75o dia – Em 14 de março, com o risco eminente do alastramento da epidemia, a imprensa brasileira destaca que os especialistas recomendam: o Brasil deve parar.
77o dia – 16 de março, segunda-feira. No dia anterior Mateus voltava de sua viagem de estudos de seis meses em Bolonha, na Itália, estávamos ansiosos para nos reencontrar. O Brasil tem 15 casos de Sars-Covid-19. A imprensa cobre o ato contra o STF e o Congresso Nacional, realizado no domingo, com a presença de Bolsonaro, apesar dos riscos de contaminação.

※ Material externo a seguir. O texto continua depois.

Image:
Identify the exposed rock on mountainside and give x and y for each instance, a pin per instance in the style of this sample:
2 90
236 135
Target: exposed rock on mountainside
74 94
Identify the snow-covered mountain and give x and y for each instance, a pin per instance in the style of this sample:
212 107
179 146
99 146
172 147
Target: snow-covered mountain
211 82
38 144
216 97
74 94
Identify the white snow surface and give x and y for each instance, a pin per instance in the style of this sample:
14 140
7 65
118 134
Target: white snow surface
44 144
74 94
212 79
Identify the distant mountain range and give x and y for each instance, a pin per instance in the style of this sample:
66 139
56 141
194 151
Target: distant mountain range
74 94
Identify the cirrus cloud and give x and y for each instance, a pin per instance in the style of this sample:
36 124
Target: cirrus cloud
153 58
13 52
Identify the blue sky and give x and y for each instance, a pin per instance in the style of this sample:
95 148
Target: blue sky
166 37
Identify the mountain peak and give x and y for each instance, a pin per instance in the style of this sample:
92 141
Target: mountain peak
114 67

Desde o dia 11 de março repercute as contaminações de membros da comitiva da viagem do presidente aos Estados Unidos, tendo o primeiro caso sido confirmado já no dia 12. Até agora Bolsonaro não divulgou os exames que confirmariam que ele mesmo não teria sido contaminado. Ou teria o presidente se contaminado, mas se curado com o tratamento da hidroxicloroquina, por entre tantos fakes, como saber? Nesse dia, disse a respeito da pandemia, em sua peculiar linguagem fragmentada: “Foi surpreendente o que aconteceu na rua até com esse superdimensionamento. Que vai ter problema vai ter, quem é idoso, [quem] está com problema, [quem tem] alguma deficiência, mas não é tudo isso que dizem. Até a China já praticamente está acabando.”

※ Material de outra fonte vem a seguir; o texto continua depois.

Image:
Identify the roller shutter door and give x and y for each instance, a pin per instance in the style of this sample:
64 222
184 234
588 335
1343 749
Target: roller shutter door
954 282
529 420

78o dia – 17 de março. A Europa responde por 74% dos novos casos. À noite, no Brasil, pode-se ouvir o primeiro “panelaço” contra o governo de Jair Bolsonaro. Ficava pronto o livro organizado por nós (e por Bruna Stutz): “Do Fake ao fato: desatualizando Bolsonaro”. Ainda acreditávamos que faríamos lançamentos presenciais. Era uma só uma ilusão.
79o dia – 18 de março. Os jornais noticiam a primeira morte pelo vírus em São Paulo. O presidente do Senado e dois ministros de Bolsonaro testaram positivo para a Covid-19. Reportagem do site Outras Palavras perguntava: “Coronavírus impulsionará impeachment?”. Uma brasileira, diretora-assistente da OMS, afirma que os brasileiros estavam minimizando o risco do coronavírus. Médico que tratou o primeiro paciente morto no Brasil faz apelo para que pessoas fiquem em casa. O site Intercept noticia que a empresa Riachuelo mantinha funcionários em escritório mesmo com casos de coronavírus confirmados. De noite, mais panelaços contra o governo. Eles são vistos pelos autores com esperança. Reportagem do ConJur afirma que corte de jornada e salários proposto pelo governo divide advogados.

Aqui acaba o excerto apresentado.